Database Modeling: Relational vs. Transformational
Map meets territory in the definitive guide to relational and transformational modeling. How to use each and get the most out of both.
I image-googled “modeling” and this is what came up. While it has absolutely nothing to do with databases, it accomplishes two important things: it grabs attention (thanks for clicking) and illustrates that modeling is indeed a broad concept. You may have heard it in varying contexts: relational, dimensional, data, logical, physical, transformational, maybe even hand?
Do not be alarmed. While there are indeed many modeling-s, they tend to fall into two principal categories related to common BI workflows. This article will demystify what they are, where they are used, and most importantly, how to combine them to unlock their full potential.

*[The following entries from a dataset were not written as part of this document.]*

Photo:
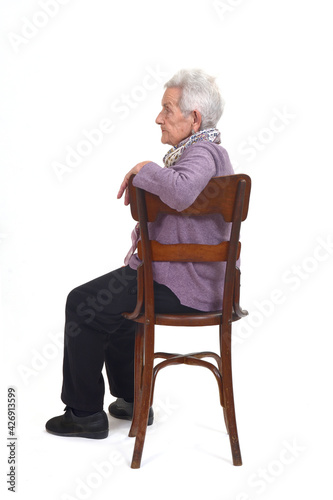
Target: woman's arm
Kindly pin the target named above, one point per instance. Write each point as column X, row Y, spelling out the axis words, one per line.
column 180, row 185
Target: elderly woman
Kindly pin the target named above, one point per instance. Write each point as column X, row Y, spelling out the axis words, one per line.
column 95, row 330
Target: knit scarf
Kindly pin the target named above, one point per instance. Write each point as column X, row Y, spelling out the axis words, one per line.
column 209, row 134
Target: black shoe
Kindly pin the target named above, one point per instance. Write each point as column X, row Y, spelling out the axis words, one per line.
column 124, row 410
column 94, row 426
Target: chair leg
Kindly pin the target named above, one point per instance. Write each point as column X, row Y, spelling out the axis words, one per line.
column 230, row 418
column 228, row 396
column 143, row 414
column 138, row 367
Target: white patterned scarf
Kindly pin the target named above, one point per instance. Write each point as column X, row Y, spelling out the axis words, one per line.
column 209, row 134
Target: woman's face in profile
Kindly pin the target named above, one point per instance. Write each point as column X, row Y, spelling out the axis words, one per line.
column 174, row 125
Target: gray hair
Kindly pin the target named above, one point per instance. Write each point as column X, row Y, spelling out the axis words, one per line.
column 199, row 91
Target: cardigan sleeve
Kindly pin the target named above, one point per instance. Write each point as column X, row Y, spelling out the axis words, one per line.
column 179, row 186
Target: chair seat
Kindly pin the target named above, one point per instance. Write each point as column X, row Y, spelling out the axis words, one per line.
column 191, row 319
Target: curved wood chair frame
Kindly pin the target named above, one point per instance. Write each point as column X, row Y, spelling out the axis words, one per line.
column 229, row 196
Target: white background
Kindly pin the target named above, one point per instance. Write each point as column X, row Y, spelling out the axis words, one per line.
column 64, row 70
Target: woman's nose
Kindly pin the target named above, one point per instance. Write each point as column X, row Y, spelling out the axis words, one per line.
column 159, row 119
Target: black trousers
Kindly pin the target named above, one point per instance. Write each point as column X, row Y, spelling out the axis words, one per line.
column 96, row 333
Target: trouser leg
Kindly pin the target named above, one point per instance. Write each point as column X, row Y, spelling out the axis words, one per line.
column 94, row 325
column 96, row 332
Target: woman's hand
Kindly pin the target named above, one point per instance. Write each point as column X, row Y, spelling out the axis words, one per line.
column 124, row 185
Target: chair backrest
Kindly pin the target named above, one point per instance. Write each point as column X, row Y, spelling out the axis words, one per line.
column 227, row 195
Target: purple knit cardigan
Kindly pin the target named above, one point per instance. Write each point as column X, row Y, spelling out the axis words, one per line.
column 198, row 285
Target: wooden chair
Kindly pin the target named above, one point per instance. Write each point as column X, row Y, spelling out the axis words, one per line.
column 229, row 196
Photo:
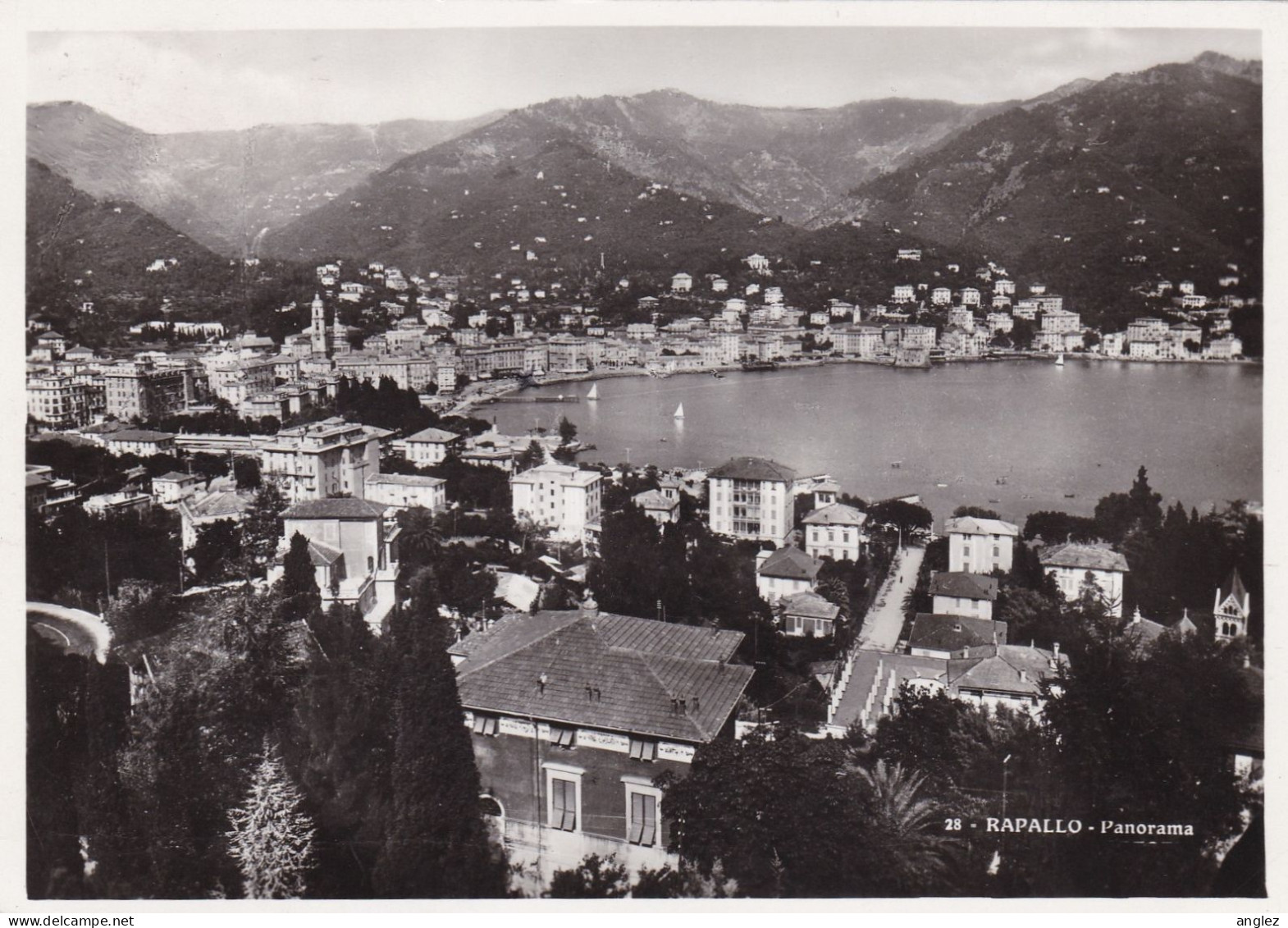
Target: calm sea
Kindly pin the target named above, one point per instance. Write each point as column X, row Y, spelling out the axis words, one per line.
column 1016, row 437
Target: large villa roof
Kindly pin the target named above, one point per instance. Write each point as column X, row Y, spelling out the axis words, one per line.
column 754, row 469
column 605, row 670
column 1084, row 557
column 341, row 507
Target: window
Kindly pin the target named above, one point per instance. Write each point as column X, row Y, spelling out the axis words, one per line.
column 563, row 804
column 643, row 821
column 643, row 807
column 643, row 749
column 563, row 797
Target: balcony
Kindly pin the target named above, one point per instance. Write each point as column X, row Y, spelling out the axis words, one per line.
column 540, row 851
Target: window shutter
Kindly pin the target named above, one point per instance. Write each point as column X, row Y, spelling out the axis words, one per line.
column 637, row 824
column 563, row 801
column 648, row 834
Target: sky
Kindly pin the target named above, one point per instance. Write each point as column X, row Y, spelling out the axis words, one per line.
column 185, row 81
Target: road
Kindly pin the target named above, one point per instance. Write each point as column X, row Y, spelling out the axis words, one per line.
column 74, row 630
column 885, row 620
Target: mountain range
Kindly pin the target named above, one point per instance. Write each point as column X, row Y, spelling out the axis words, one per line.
column 223, row 187
column 1162, row 165
column 1093, row 185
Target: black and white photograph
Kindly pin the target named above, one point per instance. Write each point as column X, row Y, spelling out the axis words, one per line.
column 614, row 459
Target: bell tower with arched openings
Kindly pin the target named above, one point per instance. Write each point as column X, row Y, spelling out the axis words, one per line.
column 1231, row 609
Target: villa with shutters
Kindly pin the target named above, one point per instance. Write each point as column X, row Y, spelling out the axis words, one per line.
column 575, row 713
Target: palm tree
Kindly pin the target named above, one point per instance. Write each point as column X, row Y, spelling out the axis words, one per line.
column 420, row 533
column 911, row 853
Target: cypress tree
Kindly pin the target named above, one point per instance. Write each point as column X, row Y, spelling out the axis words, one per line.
column 272, row 838
column 437, row 844
column 299, row 585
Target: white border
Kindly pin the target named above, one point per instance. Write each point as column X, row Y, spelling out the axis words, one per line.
column 17, row 17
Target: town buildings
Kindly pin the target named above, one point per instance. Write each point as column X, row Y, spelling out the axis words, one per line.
column 404, row 491
column 573, row 715
column 560, row 498
column 979, row 546
column 751, row 498
column 353, row 549
column 786, row 571
column 1081, row 566
column 835, row 531
column 322, row 459
column 964, row 594
column 808, row 615
column 428, row 446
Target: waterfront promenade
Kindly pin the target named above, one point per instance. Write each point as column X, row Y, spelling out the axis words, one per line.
column 884, row 621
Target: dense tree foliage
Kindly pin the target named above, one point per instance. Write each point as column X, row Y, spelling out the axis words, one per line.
column 437, row 844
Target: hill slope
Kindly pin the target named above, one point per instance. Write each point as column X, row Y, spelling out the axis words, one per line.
column 1163, row 164
column 777, row 162
column 72, row 235
column 479, row 203
column 222, row 187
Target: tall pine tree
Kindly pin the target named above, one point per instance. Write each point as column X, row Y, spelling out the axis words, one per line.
column 437, row 844
column 272, row 838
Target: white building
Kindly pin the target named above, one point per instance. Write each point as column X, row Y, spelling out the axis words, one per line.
column 786, row 571
column 660, row 507
column 1075, row 565
column 404, row 491
column 560, row 498
column 751, row 498
column 969, row 594
column 353, row 549
column 979, row 546
column 322, row 459
column 428, row 446
column 835, row 531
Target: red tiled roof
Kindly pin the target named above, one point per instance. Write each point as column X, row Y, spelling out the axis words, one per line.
column 755, row 469
column 791, row 564
column 964, row 585
column 953, row 633
column 343, row 507
column 836, row 513
column 635, row 668
column 1081, row 555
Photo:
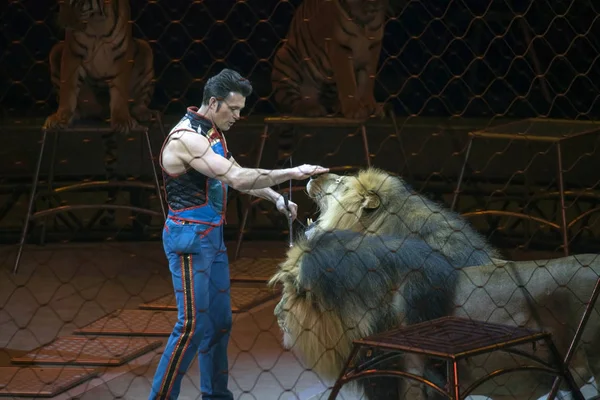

Although the word is often thrown around without a qualifier, modeling usually refers to two related, though seldom overlapping, activities: relational modeling and transformational modeling. Relational modeling defines how data can be stored, organized, and manipulated, and Transformational modeling is the manipulation that follows (a.k.a. the “T” in “ELT”, or simply, data analytics.)
In Business Intelligence (BI), particularly in data warehousing, we often find ourselves upstream of original source data — constructing analyses or building new data models on top of existing tables. For many analysts, this type of transformational modeling may be the only kind they engage in.
However, this does not mean that relational modeling is unimportant. It means that in most cases, someone has already done it for us. First, let’s make sure we understand relational modeling and how to leverage it to make transformational modeling easier.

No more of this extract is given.